Due to the document being biased to the left, consider centering it horizontally in the console.
const body = document.body;
body.style.maxWidth = "800px";
body.style.marginLeft = "auto";
body.style.marginRight = "auto";
const elements = body.getElementsByTagName("*");
for (let i = 0; i < elements.length; i++) {
elements[i].style.maxWidth = "100%";
elements[i].style.boxSizing = "border-box";
}
Brief Introduction to Lab Content#
Lab 1 is a relatively independent appetizer, aiming to implement a MapReduce framework used by Google.
Lab 2 implements a simple monolithic KV server, which must ensure service reliability even under unstable network conditions.
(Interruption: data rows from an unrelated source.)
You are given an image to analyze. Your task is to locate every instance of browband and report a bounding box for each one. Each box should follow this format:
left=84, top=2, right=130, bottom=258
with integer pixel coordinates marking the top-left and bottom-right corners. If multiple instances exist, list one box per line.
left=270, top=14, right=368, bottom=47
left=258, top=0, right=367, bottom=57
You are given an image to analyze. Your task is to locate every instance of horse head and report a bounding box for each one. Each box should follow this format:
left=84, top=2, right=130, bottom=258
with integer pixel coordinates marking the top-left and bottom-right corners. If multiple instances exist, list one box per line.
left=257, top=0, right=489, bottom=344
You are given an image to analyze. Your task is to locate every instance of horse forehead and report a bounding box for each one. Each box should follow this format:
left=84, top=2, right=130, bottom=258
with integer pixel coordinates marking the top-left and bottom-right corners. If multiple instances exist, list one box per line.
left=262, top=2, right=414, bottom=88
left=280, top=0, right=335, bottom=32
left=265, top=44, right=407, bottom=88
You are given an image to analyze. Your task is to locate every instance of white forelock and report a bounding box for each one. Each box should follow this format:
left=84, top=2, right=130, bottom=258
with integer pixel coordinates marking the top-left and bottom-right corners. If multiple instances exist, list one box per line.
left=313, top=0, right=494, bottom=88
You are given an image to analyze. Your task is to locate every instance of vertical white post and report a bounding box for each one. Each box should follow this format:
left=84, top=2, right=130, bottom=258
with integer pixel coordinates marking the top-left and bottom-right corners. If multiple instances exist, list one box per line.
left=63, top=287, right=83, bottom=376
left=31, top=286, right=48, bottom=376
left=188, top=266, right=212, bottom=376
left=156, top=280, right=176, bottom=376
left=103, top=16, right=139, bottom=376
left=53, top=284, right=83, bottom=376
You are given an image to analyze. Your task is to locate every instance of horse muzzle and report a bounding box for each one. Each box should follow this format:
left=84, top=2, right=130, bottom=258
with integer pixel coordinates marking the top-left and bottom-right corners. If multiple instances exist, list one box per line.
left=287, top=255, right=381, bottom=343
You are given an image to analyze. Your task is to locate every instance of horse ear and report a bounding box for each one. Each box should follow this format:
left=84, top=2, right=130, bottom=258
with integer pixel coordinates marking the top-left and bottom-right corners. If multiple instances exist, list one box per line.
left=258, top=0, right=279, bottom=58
Lab 3 is to implement the Raft protocol.
Lab 4 is to build a KV server cluster based on the Raft protocol implemented in Lab 3, ensuring fault tolerance on the basis of Lab 2 using the Raft protocol.
Lab 5 requires dividing the database data into several shards to reduce the burden on a single server, and implementing their data migration.
I personally believe the two most challenging labs are clearly Lab 3 and Lab 5. Lab 3 requires careful study of the original Raft paper, while Lab 5 requires designing the entire architecture from the beginning, supplemented by online searches for relevant implementation ideas to get started.
Debugging Tips#
I personally believe that the most challenging aspect of implementing these labs is not in design or coding, but in debugging. Traditional breakpoint debugging methods are for a monolithic application, while this lab deals with a cluster system, making breakpoint methods difficult to operate, so it mainly relies on the print method. Therefore, designing a good print function is very necessary, for example, abstracting the print function. For Lab 5, I used a function to wrap println like this:
func (kv *ShardKV) SSPrintf(format string, a ...interface{}) (n int, err error) {
if SDebug {
log.Printf("[server %d]"+format, append([]interface{}{kv.gid}, a...)...)
}
return
}
kv.gid is one of the identifiers related to ShardKV, and in practice, more basic information can be included, although this may need to consider whether obtaining this information will cause read-write race conditions.
In this experiment, I only used SDebug to determine whether to print logs, but in reality, a level-like system could be designed to easily distinguish between important logs and less important ones.
When analyzing bug logs, the Linux tee command can be used to output logs to both stdout and a file simultaneously.
go test -race -run TestConcurrent3_5B | tee bug.txt
In places where logs need to be output, additional condition checks can be added to confirm the conditions under which bugs might occur, thus reducing a large amount of meaningless logs.